The Association of American Medical Colleges (AAMC) reported the average age of a medical school matriculate is 24 years old, which correlates to about 2-3 gap years between college and medical school. Acceptance into medical school is competitive, with an overall acceptance rate of 43% (2017-2018 statistics), with each school ranging from about 2% to 15%. Taking a gap year can boost your résumé with more time for volunteering, getting research experience, or focusing on studying for the MCAT to make yourself the best applicant possible. At the very least, it allows time to make some money to start paying off those hefty loans that come attached to medical school.
Northwestern, one of the most well-established colleges in the Midwest, reports that approximately 70% of their students who are accepted to medical school take at least one gap year.
However, improving application chances isn’t the only reason gap years are helpful.
“Gap years shouldn’t be all about getting into medical school,” says John Choi, who is currently finishing medical school at Johns Hopkins University and applying to neurosurgery residencies.
“Gap years are invaluable in developing the experiences and mindsets that will help you become a better doctor or better researcher.”
After college, Choi spent 3 years with Teach for America teaching high school science classes. One thing that he realized was the benefit of failure and learning how to overcome obstacles. Many people at the time questioned his decision to go into teaching, which seemed unrelated to being a doctor.
Choi emphatically disagreed, saying that “the insights of teaching and building personal relations extended into the clinic.”
In medical school interviews, he spoke about his teaching experiences in detail. His interviewers were not as interested in what he had accomplished, or the details on his résumé. Rather, they wanted to know what kind of person he became and what passions drove him to do these things that he did.
For the sake of transparency, there are still many advantages of going straight into medical school without taking a gap year. One of the more common reasons is that medical school is already a very long process, so students would not actually become physicians until their early 30s.

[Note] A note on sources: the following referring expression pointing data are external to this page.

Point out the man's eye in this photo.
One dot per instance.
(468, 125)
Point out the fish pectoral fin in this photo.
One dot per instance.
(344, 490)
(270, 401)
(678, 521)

Additionally, as students, the last 16 years of life has comprised of academics, and taking a year or two off might result in a struggle to readjust to all of the school work. With these in mind, the pros still seem to heavily outweigh the cons.
Elon University reports that although impressively 73% of students with an MCAT score over 507 were accepted into at least one medical school for Fall 2018, 100% of students with those same scores and at least one gap year were accepted into at least one school for Fall 2018. The emphasis placed on Elon’s pre-med success, however, does not only rely on the grades and test scores. From personal statements to leadership positions and research jobs and volunteer work, Elon prides itself in having well-rounded applicants.
Although these statistics are based solely on medical school, similar trends are seen in other types of graduate programs as well. For example, at Harvard Law School, 78% of students were at least 1 year out of college, and 61% of students were 2 or more years out of college. This means that almost everyone attending their school has gotten at least some sort of real-world experience, making their program even more competitive than it already is.
Other graduate programs, like PhD programs and masters, are also very common to find people that have spent a year or more outside of academics and, either intentionally or not, being able to add more to their application than they would have straight out of undergraduate school.
Gap years can open up many doors, filling in the gaps with meaningful experiences outside of school. From doing extended mission trips abroad to working full time in a laboratory or shadowing other professionals in the field, there are plenty of ways to spend a year adding to the list of traits that would make you the student that the medical school’s admissions board is looking for, both in and out of the classroom.